Ernst & Young’ın Türkiye Usulsüzlük İncelemesi ve Uyuşmazlık Danışmanlığı bölümü tarafından yapılan ve Türkiye merkezli inşaat firmalarının usulsüzlük konusuna yaklaşımını inceleyen araştırma, çalışanların firmaları adına usulsüzlük yapmasının kimi zaman gerekli bulunduğunu ortaya koyuyor. Firma adına usulsüzlük yapmanın kabul edilebilir olduğu bir şirket kültüründe, iç işleyişte de usulsüzlükle daha sık karşılaşılıyor.
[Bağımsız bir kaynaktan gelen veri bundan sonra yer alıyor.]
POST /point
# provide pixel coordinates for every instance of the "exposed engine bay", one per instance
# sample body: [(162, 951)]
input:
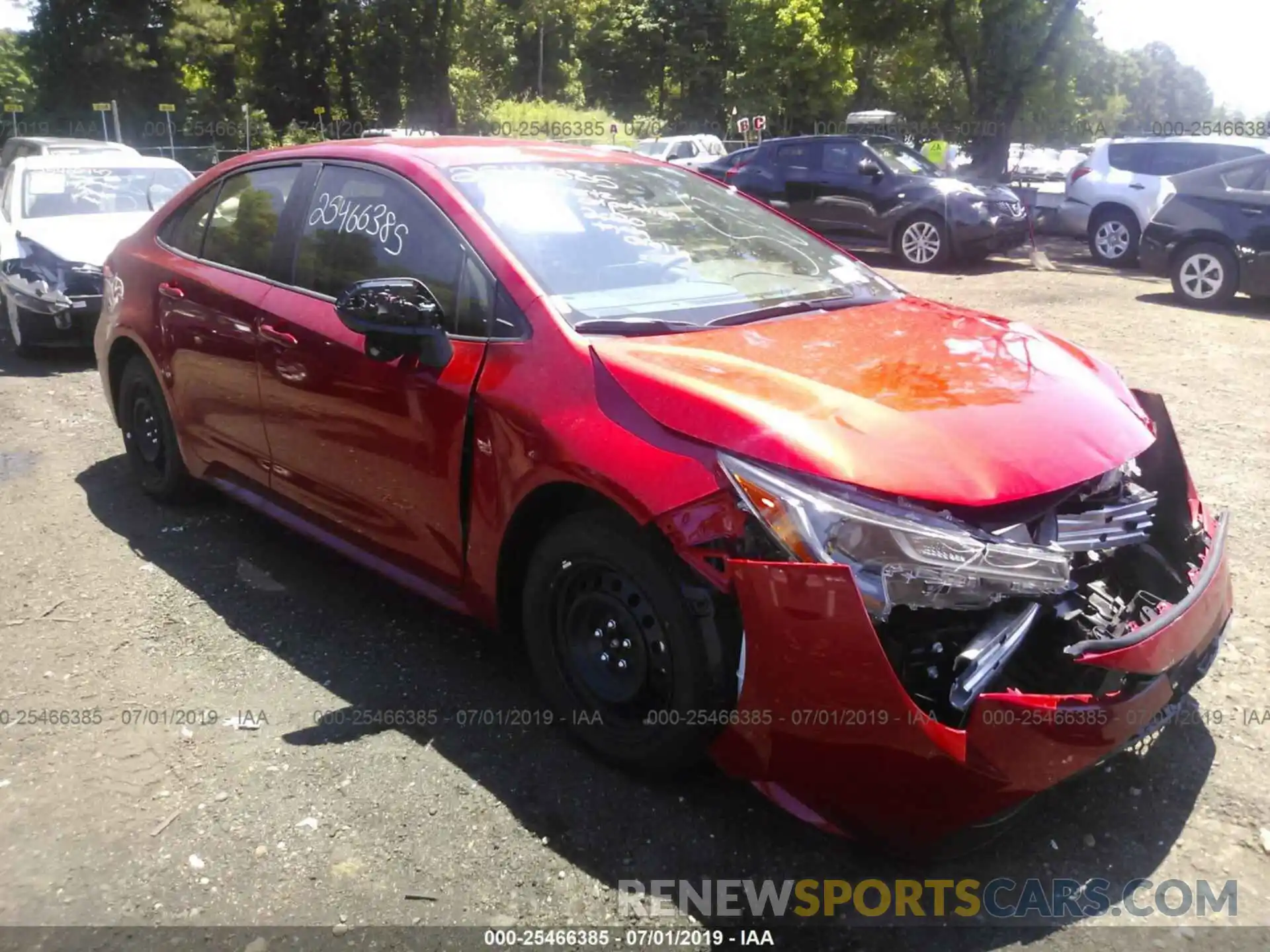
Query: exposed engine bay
[(1134, 551)]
Ernst & Young Türkiye Usulsüzlük ve İnceleme Bölümü Müdürü Oytun Önder, usulsüzlükle mücadele etmek için ortak bir dil oluşturmanın önemine dikkat çekiyor.
Usulsüzlük doğal karşılanıyor
Ernst & Young Türkiye Usulsüzlük ve İnceleme Bölümü Müdürü Oytun Önder, inşaat sektörü ile ilgili konular gündeme geldiğinde usulsüzlük iddialarının da hemen akla geldiğini belirterek, şu değerlendirmeyi yapıyor: “Usulsüzlük konusunun kamuoyu tarafından doğal karşılanmasının gerekçeleri değerlendirildiğinde, bu algının geçmişten günümüze dek yaşanan tecrübe ve duyumların bir yansıması olduğu ortaya çıkıyor. İhale süreçlerinin çok fazla rekabetçi olması, seçim kriterlerinin açık-net ve şeffaf olmaması, monopolistik hizmet yapısı, yüksek kar beklentilerini karşılamayan kar marjları, yüksek taahhüt riskleri ve taraflar arasındaki yakın ilişkiler gibi sektörün karakteristik özellikleri, usulsüzlük risklerini artırıyor ve negatif önyargıların artmasına neden oluyor.”